STAS predictive for lung SCC recurrence

First described in 2015, tumor spread through air spaces is a recently recognized form of invasion in lung carcinoma, but it has not been well described in lung squamous cell carcinoma. However, a study out of Memorial Sloan-Kettering Cancer Center reports spread through air spaces (STAS) is one of the most significant histologic findings in lung squamous cell carcinoma (SCC).

In multivariable models for any recurrence and lung cancer–specific death, the researchers found that STAS was a significant independent predictor for both outcomes (P = .034 and .016, respectively).

“We found that STAS in lung SCC was associated with p-stage, lymphatic and vascular invasion, necrosis, larger nuclear diameter, increased mitoses and high Ki-67 labeling index,” wrote lead author Shaohua Lu, MD, and coauthors (J Thorac Oncol. 2017 Feb;12[2]:223-34). Their findings are based on an analysis of 445 patients who had resection for stage I-III SCC over a 10-year period ending in 2009.

The Sloan-Kettering Group previously reported that STAS was a predictor of recurrence in stage I lung adenocarcinoma patients who had a limited resection (J Thorac Oncol. 2015;10[5]:806-14), and others reported STAS was a clinically significant finding in the disease. In the latest study, Dr. Lu and colleagues set out to determine if STAS is associated with tumor aggressiveness in lung SCC by using a large cohort of patients who had lung SCC resection. The lung resections they studied are from the aforementioned 2015 study that used immunohistochemistry to confirm squamous differentiation in otherwise poorly differentiated tumors.

Two pathologists reviewed tumor slides and used Ki-67 staining to confirm squamous differentiation. The study population comprised 98% former smokers and the median age was 71.3; 76% (336) were older than 65.

Dr. Lu and colleagues noted how STAS in lung SCC differs from its presentation in lung adenocarcinoma. “In contrast to lung adenocarcinoma, in which STAS can manifest as micropapillary clusters, solid nests or single cells, all STAS lesions in lung SCCs consist of solid tumor cell nests,” they wrote.
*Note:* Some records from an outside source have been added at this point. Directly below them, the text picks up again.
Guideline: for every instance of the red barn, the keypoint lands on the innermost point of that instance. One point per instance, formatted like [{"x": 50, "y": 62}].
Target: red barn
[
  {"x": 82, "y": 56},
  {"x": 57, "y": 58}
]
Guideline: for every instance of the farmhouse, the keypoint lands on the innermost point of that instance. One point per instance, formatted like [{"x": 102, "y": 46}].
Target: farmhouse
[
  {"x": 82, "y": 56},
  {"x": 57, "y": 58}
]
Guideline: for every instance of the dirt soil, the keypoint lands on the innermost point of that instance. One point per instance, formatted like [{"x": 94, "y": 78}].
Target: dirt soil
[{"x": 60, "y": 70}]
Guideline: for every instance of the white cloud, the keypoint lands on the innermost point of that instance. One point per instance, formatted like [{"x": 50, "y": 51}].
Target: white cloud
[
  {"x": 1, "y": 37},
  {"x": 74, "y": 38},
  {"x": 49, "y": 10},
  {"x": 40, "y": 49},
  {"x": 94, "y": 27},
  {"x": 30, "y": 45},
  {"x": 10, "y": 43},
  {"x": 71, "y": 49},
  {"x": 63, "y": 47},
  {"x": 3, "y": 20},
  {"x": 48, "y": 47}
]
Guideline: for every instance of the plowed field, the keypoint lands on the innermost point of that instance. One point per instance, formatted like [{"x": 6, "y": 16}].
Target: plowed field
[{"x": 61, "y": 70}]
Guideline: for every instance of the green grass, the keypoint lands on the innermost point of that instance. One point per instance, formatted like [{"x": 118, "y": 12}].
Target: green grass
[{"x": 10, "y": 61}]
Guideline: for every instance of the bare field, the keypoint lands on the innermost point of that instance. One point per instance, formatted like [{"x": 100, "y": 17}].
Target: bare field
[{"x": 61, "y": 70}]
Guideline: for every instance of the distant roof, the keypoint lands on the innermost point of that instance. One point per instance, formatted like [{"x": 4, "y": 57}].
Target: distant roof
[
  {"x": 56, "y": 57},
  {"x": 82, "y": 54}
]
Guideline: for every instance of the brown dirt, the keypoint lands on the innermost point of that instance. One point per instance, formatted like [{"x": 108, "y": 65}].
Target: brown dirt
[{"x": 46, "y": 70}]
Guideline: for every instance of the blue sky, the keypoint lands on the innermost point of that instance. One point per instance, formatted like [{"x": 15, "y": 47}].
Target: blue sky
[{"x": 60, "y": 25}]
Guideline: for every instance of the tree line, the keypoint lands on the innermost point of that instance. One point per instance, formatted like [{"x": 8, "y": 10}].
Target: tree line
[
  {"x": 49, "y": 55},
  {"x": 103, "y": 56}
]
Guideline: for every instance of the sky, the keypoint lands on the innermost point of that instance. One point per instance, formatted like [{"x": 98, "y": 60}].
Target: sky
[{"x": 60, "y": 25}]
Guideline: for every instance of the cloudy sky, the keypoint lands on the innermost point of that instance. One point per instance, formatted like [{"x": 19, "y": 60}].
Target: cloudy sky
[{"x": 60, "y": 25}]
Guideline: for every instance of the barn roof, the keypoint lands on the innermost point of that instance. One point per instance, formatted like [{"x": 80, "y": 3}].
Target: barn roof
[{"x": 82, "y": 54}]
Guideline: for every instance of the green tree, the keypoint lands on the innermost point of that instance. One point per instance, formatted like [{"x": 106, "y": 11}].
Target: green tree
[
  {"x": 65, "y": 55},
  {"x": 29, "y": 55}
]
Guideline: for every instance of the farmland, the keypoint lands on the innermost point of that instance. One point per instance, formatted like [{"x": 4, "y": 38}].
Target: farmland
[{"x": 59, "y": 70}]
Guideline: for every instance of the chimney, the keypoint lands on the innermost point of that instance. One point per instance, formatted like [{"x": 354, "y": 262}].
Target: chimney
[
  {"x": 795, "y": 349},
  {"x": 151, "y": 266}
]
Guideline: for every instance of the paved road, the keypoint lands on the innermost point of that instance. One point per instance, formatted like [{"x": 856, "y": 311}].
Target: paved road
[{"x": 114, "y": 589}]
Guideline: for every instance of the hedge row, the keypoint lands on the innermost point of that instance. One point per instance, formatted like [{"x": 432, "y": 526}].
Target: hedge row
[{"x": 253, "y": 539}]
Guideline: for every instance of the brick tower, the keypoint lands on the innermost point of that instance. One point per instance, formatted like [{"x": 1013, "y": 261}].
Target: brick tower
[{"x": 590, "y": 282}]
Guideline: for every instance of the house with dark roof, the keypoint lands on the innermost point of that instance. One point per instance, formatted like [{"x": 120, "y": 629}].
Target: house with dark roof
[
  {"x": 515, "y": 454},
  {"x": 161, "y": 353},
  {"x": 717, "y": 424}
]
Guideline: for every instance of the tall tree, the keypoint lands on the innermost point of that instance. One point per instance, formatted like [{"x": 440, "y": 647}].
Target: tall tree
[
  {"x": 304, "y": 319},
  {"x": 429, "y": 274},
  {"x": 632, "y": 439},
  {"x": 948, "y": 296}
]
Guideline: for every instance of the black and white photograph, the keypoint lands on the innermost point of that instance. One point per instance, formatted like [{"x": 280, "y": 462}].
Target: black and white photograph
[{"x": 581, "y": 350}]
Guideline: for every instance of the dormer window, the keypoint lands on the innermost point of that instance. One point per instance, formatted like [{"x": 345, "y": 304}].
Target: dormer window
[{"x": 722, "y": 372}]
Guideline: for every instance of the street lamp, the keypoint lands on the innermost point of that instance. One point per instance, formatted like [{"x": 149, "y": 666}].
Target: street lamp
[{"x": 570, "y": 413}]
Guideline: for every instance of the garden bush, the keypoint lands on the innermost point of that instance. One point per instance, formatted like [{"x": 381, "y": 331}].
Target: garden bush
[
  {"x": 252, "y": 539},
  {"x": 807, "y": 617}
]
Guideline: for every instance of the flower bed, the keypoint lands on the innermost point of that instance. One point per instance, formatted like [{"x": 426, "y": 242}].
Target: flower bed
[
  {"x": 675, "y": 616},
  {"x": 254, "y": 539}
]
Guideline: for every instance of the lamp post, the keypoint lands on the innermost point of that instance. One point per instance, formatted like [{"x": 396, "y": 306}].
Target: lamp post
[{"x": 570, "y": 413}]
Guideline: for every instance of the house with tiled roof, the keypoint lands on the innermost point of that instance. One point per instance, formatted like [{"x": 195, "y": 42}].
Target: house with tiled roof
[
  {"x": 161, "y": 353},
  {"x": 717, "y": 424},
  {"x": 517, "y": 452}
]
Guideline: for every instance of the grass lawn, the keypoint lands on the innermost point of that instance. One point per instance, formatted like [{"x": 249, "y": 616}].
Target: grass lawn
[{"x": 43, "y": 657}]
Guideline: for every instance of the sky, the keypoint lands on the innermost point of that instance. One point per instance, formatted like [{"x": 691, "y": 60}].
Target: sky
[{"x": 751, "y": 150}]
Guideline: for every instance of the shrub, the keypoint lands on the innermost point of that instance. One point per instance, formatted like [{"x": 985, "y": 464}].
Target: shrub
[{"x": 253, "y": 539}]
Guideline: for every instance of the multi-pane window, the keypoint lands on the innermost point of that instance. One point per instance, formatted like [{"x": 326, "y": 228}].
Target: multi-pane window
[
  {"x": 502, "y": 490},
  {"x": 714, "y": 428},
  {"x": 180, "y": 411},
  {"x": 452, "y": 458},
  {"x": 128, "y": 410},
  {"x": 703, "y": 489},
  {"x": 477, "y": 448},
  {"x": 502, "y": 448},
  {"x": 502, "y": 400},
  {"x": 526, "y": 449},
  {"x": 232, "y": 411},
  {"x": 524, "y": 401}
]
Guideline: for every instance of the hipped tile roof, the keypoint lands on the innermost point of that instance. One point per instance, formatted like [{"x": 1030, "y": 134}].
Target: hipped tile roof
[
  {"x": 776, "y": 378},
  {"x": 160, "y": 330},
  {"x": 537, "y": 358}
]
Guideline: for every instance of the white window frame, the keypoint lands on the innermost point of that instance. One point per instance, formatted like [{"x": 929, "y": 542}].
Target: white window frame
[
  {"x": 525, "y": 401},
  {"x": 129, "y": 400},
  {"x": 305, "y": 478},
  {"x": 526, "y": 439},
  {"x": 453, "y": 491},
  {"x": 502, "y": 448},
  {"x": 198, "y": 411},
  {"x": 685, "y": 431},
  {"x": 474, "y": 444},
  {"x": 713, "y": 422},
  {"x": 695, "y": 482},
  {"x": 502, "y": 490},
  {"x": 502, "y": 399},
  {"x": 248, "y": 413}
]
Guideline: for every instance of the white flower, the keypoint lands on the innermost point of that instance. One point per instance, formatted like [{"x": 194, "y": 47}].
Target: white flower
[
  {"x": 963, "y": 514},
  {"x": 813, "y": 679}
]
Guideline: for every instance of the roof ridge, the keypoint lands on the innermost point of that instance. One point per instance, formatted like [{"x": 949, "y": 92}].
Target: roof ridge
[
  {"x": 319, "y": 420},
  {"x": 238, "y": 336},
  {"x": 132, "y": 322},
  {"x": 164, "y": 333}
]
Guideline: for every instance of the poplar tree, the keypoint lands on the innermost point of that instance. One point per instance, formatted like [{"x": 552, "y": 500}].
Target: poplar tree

They found that STAS was associated with a higher risk of recurrence in SCC patients who had lobectomy, but not sublobar resection, whereas in patients with lung adenocarcinoma STAS was associated with a high risk of recurrence if they had sublobar resection.

The study observed STAS in 132 patients (30%). With a median follow-up of 3.4 years, 61% (273) of all patients died in that time. STAS tumors were more aggressive in nature than were non-STAS tumors. Pathologic features strongly associated with STAS were lymphatic invasion (40% for STAS vs. 19% for non-STAS patients); vascular invasion (36% vs. 22%); larger tumor size (median 4 cm vs. 3 cm); higher Ki-67 labeling index (32% vs. 13%); and higher tumor stage (23% with p-stage I, 35% p-stage II, and 43% p-stage III), all significant differences. Patients with STAS also had a higher 5-year cumulative incidence of any recurrence (39% vs. 26%) and lung cancer-specific death (30% vs. 14%), both significant differences.

STAS has an “insidious pattern of tumor invasion” that can be difficult for pathologists to detect and requires the gathering of specimens that include the adjacent lung parenchyma, Dr. Lu and colleagues said. They also dispelled the myth that STAS is an ex vivo artifact. “STAS is morphologically different from tissue floaters and contaminant or extraneous tissues that can lead to diagnostic errors,” they said.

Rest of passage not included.